The employment arena has seen numerous attempts over the last few centuries to create what is commonly known as ‘pay equity’. Two contemporary examples are wage caps and maximum wages. The former is legal in the United States, the latter is not. But is either one a good idea?

Wages are a very sensitive topic among American workers. And rightly so, by the way. This country was built on the premise of working hard and being rewarded for your labors. You start messing with someone’s wages and you are likely to awaken a sleeping giant ready to do battle. So it baffles the mind that both wage caps and maximum wages continue to be a matter of debate. But they are what they are.

What Are Wage Caps?

Dallas-based BenefitMall, a nationwide provider of payroll processing and benefits administration, explains that a wage cap is a hard limit placed on the amount of money an employee can earn. The limit is established and enforced by the employer, usually based on annual earnings. Wage caps are also known as salary caps in some circles. Think of pro sports as an example.

Top-tier leagues like the NFL and NBA have salary caps in place. Leagues impose salary caps as a means of promoting competitive balance. Without them, you would have wealthy teams in large markets virtually buying championships every year by spending unlimited amounts of money to land the best players. Less prosperous teams in smaller markets would never be able to compete because they couldn’t afford to.

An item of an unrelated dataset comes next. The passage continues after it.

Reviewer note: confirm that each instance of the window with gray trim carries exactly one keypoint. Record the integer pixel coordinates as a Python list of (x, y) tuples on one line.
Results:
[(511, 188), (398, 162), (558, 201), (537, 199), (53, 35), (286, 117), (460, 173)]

Outside of sports, companies may enact their own wage caps in order to prevent pay for certain jobs from climbing too high. This is a practice sometimes known as red circling. An employee who reaches the limit for that particular role is circled in red, meaning he or she has no hope of earning anymore no matter how long employment continues with that company. For this reason alone, wage caps are a bad idea.

What is a maximum wage?

A maximum wage is a government mandated cap on the amount any one person can earn during a pay period. Maximum wage is not legal here in the United States, but other countries have attempted to adopt the concept as a way of establishing pay equity. It doesn’t work.

As the thinking goes, a maximum wage would prevent senior management and business owners from earning a lot more than their workers – off the backs of those workers who provide the labor. What proponents of maximum wage laws seem to not grasp is the fact that the highest-paid earners in the corporate world, outside of sports, do not earn the majority of their income from wages and salary. It comes from stock options, performance bonuses, and other forms of non-standard pay.

Countries that have tried maximum wage have all seen the same result: reduced economic activity. Any time a government attempts to achieve pay equity by limiting how much a person can earn, it takes away any incentive to work above and beyond the artificial wage limit. The natural result is a loss of productivity.

Artificially controlling wages in an attempt to establish pay equity never helps those on the lower end of the economic scale do better. It only limits those on the upper end. There is nothing equitable about that. If pay equity is achievable, and that is still up for debate, a better way to do it would be to create more opportunities that actually help workers on the low end of the scale to earn more.